Discrete Representation Learning with VQ-VAE and TensorFlow Probability

Mostly when thinking of Variational Autoencoders (VAEs), we picture the prior as an isotropic Gaussian. But this is by no means a necessity. The Vector Quantised Variational Autoencoder (VQ-VAE) described in van den Oord et al’s “Neural Discrete Representation Learning” features a discrete latent space that allows to learn impressively concise latent representations. In this post, we combine elements of Keras, TensorFlow, and TensorFlow Probability to see if we can generate convincing letters resembling those in Kuzushiji-MNIST.

Sigrid Keydana (RStudio)https://www.rstudio.com/

About two weeks ago, we introduced TensorFlow Probability (TFP), showing how to create and sample from distributions and put them to use in a Variational Autoencoder (VAE) that learns its prior.
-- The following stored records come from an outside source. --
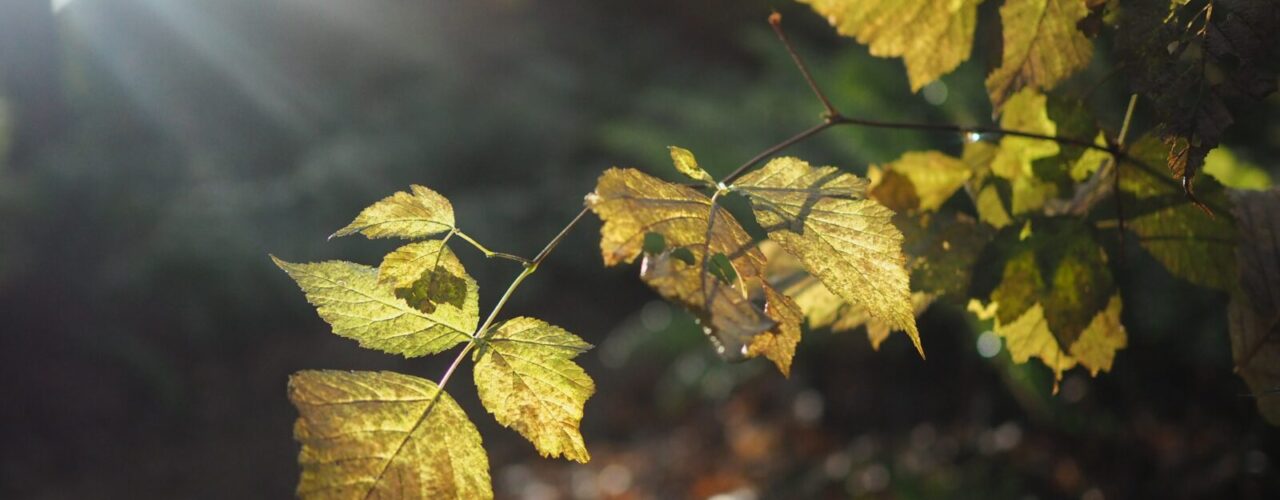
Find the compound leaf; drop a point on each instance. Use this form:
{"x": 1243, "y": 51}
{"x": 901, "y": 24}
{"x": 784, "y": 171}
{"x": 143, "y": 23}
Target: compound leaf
{"x": 383, "y": 435}
{"x": 348, "y": 297}
{"x": 932, "y": 37}
{"x": 526, "y": 377}
{"x": 1042, "y": 46}
{"x": 417, "y": 214}
{"x": 823, "y": 218}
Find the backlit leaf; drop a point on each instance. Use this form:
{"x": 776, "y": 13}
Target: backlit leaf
{"x": 933, "y": 177}
{"x": 348, "y": 297}
{"x": 1097, "y": 345}
{"x": 822, "y": 308}
{"x": 1025, "y": 111}
{"x": 822, "y": 216}
{"x": 932, "y": 37}
{"x": 1061, "y": 270}
{"x": 383, "y": 435}
{"x": 1253, "y": 313}
{"x": 526, "y": 377}
{"x": 778, "y": 344}
{"x": 1042, "y": 46}
{"x": 417, "y": 214}
{"x": 632, "y": 205}
{"x": 1028, "y": 336}
{"x": 688, "y": 165}
{"x": 1189, "y": 243}
{"x": 426, "y": 274}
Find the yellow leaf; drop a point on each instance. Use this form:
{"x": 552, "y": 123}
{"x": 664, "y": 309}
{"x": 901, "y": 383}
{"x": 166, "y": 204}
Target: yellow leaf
{"x": 1097, "y": 345}
{"x": 634, "y": 205}
{"x": 822, "y": 216}
{"x": 1042, "y": 46}
{"x": 1253, "y": 313}
{"x": 1025, "y": 111}
{"x": 688, "y": 165}
{"x": 526, "y": 377}
{"x": 932, "y": 37}
{"x": 778, "y": 344}
{"x": 348, "y": 297}
{"x": 1061, "y": 270}
{"x": 419, "y": 214}
{"x": 426, "y": 274}
{"x": 383, "y": 435}
{"x": 1189, "y": 243}
{"x": 933, "y": 175}
{"x": 1028, "y": 336}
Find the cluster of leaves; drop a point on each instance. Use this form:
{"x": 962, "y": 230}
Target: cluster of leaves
{"x": 1033, "y": 258}
{"x": 1014, "y": 229}
{"x": 392, "y": 435}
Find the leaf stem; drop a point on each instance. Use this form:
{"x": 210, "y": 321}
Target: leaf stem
{"x": 776, "y": 23}
{"x": 488, "y": 252}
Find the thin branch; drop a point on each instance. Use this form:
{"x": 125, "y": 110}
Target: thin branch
{"x": 776, "y": 23}
{"x": 775, "y": 148}
{"x": 490, "y": 253}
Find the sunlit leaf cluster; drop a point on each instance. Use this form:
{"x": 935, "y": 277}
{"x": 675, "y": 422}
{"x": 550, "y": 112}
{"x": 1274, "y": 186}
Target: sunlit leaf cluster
{"x": 1023, "y": 226}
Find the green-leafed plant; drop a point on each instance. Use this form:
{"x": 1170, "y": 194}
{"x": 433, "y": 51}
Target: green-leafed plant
{"x": 1013, "y": 226}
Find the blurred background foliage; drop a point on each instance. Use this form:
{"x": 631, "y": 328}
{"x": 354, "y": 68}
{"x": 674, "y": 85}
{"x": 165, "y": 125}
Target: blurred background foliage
{"x": 154, "y": 152}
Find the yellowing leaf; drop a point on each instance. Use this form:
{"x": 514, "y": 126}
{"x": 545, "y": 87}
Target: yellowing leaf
{"x": 933, "y": 175}
{"x": 1061, "y": 270}
{"x": 688, "y": 165}
{"x": 419, "y": 214}
{"x": 1025, "y": 111}
{"x": 1097, "y": 345}
{"x": 932, "y": 37}
{"x": 822, "y": 308}
{"x": 694, "y": 229}
{"x": 348, "y": 297}
{"x": 526, "y": 377}
{"x": 1042, "y": 46}
{"x": 822, "y": 218}
{"x": 1189, "y": 243}
{"x": 1253, "y": 313}
{"x": 1028, "y": 336}
{"x": 778, "y": 344}
{"x": 383, "y": 435}
{"x": 426, "y": 274}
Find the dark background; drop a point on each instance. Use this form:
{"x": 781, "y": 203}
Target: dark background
{"x": 152, "y": 154}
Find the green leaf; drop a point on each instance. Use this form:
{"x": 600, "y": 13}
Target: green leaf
{"x": 931, "y": 37}
{"x": 419, "y": 214}
{"x": 384, "y": 435}
{"x": 688, "y": 165}
{"x": 1042, "y": 46}
{"x": 1253, "y": 313}
{"x": 348, "y": 297}
{"x": 426, "y": 274}
{"x": 526, "y": 377}
{"x": 1061, "y": 269}
{"x": 822, "y": 216}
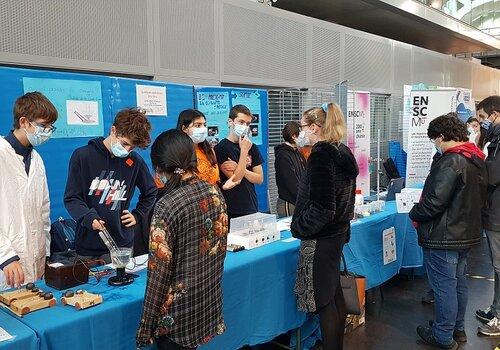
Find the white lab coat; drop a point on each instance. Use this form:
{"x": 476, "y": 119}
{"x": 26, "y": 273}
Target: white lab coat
{"x": 24, "y": 213}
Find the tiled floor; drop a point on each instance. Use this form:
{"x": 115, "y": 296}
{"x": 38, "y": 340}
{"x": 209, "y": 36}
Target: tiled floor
{"x": 391, "y": 322}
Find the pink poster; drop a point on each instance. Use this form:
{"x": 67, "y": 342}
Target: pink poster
{"x": 358, "y": 135}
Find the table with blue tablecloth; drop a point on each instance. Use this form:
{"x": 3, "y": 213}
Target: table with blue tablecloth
{"x": 23, "y": 337}
{"x": 259, "y": 302}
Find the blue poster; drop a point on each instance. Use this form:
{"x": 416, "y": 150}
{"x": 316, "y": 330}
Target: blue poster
{"x": 78, "y": 103}
{"x": 251, "y": 99}
{"x": 215, "y": 106}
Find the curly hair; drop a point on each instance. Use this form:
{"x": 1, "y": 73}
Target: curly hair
{"x": 133, "y": 124}
{"x": 449, "y": 127}
{"x": 34, "y": 105}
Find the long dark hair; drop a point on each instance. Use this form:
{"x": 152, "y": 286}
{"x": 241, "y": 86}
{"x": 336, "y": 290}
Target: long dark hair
{"x": 186, "y": 118}
{"x": 173, "y": 151}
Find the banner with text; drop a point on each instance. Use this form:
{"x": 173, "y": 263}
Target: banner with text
{"x": 358, "y": 135}
{"x": 425, "y": 106}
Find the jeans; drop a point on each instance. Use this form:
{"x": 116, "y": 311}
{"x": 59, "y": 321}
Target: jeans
{"x": 494, "y": 244}
{"x": 446, "y": 272}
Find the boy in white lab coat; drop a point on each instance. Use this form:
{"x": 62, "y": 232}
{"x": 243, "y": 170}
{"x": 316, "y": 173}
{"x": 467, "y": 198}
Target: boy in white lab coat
{"x": 24, "y": 204}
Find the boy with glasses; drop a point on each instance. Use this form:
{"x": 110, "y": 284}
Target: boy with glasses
{"x": 25, "y": 204}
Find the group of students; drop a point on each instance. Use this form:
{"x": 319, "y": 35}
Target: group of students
{"x": 182, "y": 212}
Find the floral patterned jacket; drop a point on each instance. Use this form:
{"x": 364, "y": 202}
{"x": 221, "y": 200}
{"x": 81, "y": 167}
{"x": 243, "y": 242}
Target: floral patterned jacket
{"x": 187, "y": 246}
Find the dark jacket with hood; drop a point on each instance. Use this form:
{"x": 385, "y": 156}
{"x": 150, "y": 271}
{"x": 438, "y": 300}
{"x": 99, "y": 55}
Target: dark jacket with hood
{"x": 101, "y": 186}
{"x": 491, "y": 213}
{"x": 325, "y": 203}
{"x": 449, "y": 213}
{"x": 289, "y": 164}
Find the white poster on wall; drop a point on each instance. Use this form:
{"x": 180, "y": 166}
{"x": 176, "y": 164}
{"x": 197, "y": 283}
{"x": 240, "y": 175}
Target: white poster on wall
{"x": 82, "y": 112}
{"x": 153, "y": 99}
{"x": 425, "y": 107}
{"x": 358, "y": 135}
{"x": 389, "y": 245}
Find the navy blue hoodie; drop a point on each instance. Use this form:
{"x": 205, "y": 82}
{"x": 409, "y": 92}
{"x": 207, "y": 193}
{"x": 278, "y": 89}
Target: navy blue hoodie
{"x": 100, "y": 186}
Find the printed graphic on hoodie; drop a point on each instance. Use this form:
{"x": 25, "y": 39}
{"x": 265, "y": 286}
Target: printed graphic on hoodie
{"x": 111, "y": 191}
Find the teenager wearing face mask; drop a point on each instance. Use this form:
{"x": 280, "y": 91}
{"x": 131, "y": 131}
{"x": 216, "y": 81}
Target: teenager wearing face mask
{"x": 489, "y": 110}
{"x": 183, "y": 300}
{"x": 449, "y": 223}
{"x": 474, "y": 130}
{"x": 240, "y": 162}
{"x": 289, "y": 164}
{"x": 194, "y": 124}
{"x": 102, "y": 178}
{"x": 322, "y": 219}
{"x": 25, "y": 205}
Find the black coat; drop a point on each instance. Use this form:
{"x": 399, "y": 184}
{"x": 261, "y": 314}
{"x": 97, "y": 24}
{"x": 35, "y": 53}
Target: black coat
{"x": 449, "y": 213}
{"x": 491, "y": 213}
{"x": 325, "y": 203}
{"x": 289, "y": 164}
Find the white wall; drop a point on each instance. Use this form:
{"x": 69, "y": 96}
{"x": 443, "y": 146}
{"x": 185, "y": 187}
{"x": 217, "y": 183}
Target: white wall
{"x": 221, "y": 41}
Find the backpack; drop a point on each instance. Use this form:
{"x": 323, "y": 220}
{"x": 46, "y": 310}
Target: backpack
{"x": 62, "y": 234}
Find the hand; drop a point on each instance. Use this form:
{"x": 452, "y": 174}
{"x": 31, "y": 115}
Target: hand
{"x": 230, "y": 183}
{"x": 98, "y": 225}
{"x": 14, "y": 274}
{"x": 229, "y": 165}
{"x": 128, "y": 219}
{"x": 245, "y": 144}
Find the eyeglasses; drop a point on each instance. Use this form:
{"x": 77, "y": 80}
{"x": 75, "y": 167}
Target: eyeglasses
{"x": 47, "y": 129}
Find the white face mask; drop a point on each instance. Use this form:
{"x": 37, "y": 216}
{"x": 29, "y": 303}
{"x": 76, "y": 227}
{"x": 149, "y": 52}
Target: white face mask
{"x": 39, "y": 137}
{"x": 240, "y": 130}
{"x": 303, "y": 139}
{"x": 199, "y": 134}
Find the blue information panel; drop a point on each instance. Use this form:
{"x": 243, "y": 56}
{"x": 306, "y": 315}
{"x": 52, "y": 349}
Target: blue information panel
{"x": 78, "y": 102}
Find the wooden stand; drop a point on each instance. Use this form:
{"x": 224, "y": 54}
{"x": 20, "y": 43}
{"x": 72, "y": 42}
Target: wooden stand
{"x": 26, "y": 300}
{"x": 81, "y": 299}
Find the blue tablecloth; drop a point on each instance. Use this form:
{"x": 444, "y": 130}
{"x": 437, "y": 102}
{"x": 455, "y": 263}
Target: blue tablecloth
{"x": 259, "y": 302}
{"x": 364, "y": 252}
{"x": 24, "y": 338}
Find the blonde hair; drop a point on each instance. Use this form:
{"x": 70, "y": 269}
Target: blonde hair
{"x": 332, "y": 122}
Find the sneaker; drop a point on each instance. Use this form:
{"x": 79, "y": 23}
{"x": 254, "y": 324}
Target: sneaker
{"x": 484, "y": 316}
{"x": 426, "y": 334}
{"x": 428, "y": 298}
{"x": 492, "y": 329}
{"x": 459, "y": 336}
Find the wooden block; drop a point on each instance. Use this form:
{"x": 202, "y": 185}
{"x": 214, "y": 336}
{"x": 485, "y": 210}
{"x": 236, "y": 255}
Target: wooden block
{"x": 23, "y": 306}
{"x": 82, "y": 300}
Today, we move on to a different specimen in the VAE model zoo: the Vector Quantised Variational Autoencoder (VQ-VAE) described in Neural Discrete Representation Learning (Oord, Vinyals, and Kavukcuoglu 2017). This model differs from most VAEs in that its approximate posterior is not continuous, but discrete - hence the “quantised” in the article’s title. We’ll quickly look at what this means, and then dive directly into the code, combining Keras layers, eager execution, and TFP.

Discrete codes

Many phenomena are best thought of, and modeled, as discrete. This holds for phonemes and lexemes in language, higher-level structures in images (think objects instead of pixels),and tasks that necessitate reasoning and planning. The latent code used in most VAEs, however, is continuous - usually it’s a multivariate Gaussian. Continuous-space VAEs have been found very successful in reconstructing their input, but often they suffer from something called posterior collapse: The decoder is so powerful that it may create realistic output given just any input. This means there is no incentive to learn an expressive latent space.

In VQ-VAE, however, each input sample gets mapped deterministically to one of a set of embedding vectors.1 Together, these embedding vectors constitute the prior for the latent space. As such, an embedding vector contains a lot more information than a mean and a variance, and thus, is much harder to ignore by the decoder.

The question then is: Where is that magical hat, for us to pull out meaningful embeddings?

Learning a discrete embedding space

From the above conceptual description, we now have two questions to answer. First, by what mechanism do we assign input samples (that went through the encoder) to appropriate embedding vectors? And second: How can we learn embedding vectors that actually are useful representations - that when fed to a decoder, will result in entities perceived as belonging to the same species?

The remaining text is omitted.